Tuesday, December 23, 2008

11 Days of Fail: Day 3

Aaaand I'm back, having been run over by a reindeer named either "Stomach Virus" or "Food Poisoning". I'm not sure which is to blame, but after four days subsisting on toast, ginger ale and equally unpalatable reruns of Married...With Children, I'll never again be eating any food described as 'Jumbo' nor anything that a menu upsells with the phrase 'bigger than your head'.

So the Days of Fail continue and will run through the end of the year rather than stopping at Christmas because it's more than fitting that even chronicling my failures is littered with...failure. Anyway, today's installment is about one of last summer's painful attempts at conjuring a personal life. Sadly, my longest relationship in 2008 was with my plantar wart, The New Boyfriend running in second place by six months and two cartons of Compound W.

Day 3: The Pick Up Artist

Note: Originally published in 2oSB Blog Swap (6/08)

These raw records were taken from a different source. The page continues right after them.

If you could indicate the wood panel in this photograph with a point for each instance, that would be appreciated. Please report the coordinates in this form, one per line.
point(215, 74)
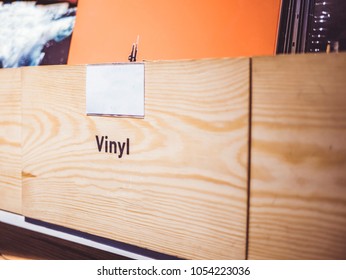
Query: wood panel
point(22, 244)
point(182, 189)
point(10, 140)
point(298, 165)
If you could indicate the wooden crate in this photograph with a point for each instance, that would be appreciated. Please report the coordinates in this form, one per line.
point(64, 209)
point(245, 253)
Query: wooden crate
point(182, 190)
point(298, 158)
point(10, 140)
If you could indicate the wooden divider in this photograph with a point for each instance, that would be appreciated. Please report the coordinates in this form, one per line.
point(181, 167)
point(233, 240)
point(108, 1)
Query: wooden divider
point(181, 190)
point(10, 140)
point(298, 158)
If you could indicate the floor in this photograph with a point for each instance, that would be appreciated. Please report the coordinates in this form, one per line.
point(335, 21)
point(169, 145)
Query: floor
point(22, 244)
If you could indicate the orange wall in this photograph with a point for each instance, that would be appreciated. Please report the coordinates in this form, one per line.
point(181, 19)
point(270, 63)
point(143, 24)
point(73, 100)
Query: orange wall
point(173, 29)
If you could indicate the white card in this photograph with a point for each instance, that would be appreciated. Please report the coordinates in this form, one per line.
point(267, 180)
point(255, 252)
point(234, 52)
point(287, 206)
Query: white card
point(115, 89)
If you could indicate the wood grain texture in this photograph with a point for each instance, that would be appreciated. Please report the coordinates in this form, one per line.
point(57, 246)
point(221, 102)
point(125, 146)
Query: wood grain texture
point(10, 140)
point(22, 244)
point(183, 188)
point(298, 158)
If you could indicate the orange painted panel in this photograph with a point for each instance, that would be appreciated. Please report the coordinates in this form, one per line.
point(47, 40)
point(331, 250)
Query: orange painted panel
point(173, 29)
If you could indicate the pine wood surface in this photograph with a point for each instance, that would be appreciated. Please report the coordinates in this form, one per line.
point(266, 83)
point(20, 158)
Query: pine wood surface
point(10, 140)
point(298, 158)
point(22, 244)
point(183, 188)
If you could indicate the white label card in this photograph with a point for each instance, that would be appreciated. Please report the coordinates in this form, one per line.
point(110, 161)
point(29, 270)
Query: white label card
point(115, 89)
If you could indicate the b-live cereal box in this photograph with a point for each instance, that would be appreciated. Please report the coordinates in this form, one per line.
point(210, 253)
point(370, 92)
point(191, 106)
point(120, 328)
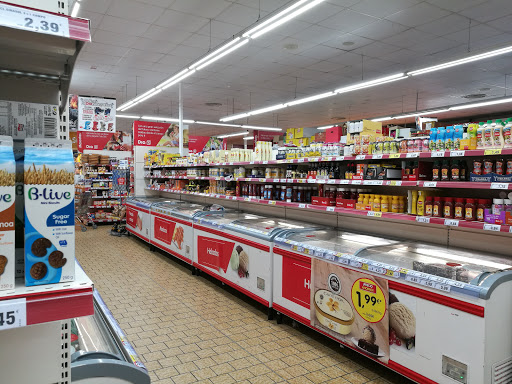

Last Monday* was my friend’s birthday which meant that I invited several people over, made poorly mixed drinks, served store-bought spinach dip and a variety of toothpick pierced treats–because everything from melon to McNugget tastes better with a splinter of wood jammed through its center–and hoped no one would notice that I’d already licked the salt from most of the pretzels. When my sad little plates of crappetizers were gone, we decided to walk down the street to the kind of restaurant that doesn’t mind a party crowd, especially since I frequently see a member of the staff fishing some shitfaced customer out of their koi pond.

We had to wait for a table and took turns staring at the couples slowly picking the crust from their salmon steaks, debating whether they were more likely to speed things up if we gave them pitiful, practiced “Man in the Mirror” expressions or if we just glared, with the facial equivalent of a Harrumph when they stopped chewing long enough to steal a sip of sweet tea.

While were waiting, a guy walked in and signed his name to the waiting list, circling the single digit he left on the notepad to draw extra felt-tipped attention to the fact that he was a party of one. He had an outfit straight from the Jeff Spicoli Starter Kit–a tight Ocean Pacific tee, well-worn khaki cutoffs, and a couple of days worth of stubble. He was mid-to-late thirties and incredibly hot, wearing biceps that said “I could pull a tree stump out with my hands” and a slightly bewildered expression that responded “But I never learned to read”.

My friend A and I started talking to him in that drunken sort of way where you ask a question and immediately respond by giggling and twisting your hair into tiny spikes. He was just in town for a few days, he said. We expressed delight because WE LIVE HERE! IN THIS TOWN! WHERE YOU ARE! He said he’d just stopped in for a burger and a beer, a revelation that made A squeal and me yank my hair into a style last seen on Sonic the Hedgehog because WE WERE EATING AND DRINKING THERE TOO! THIS IS SO GREAT! HOLY SHIT! He laughed cautiously, keeping one hand on the handle of the door and a fishbowl full of business cards between us.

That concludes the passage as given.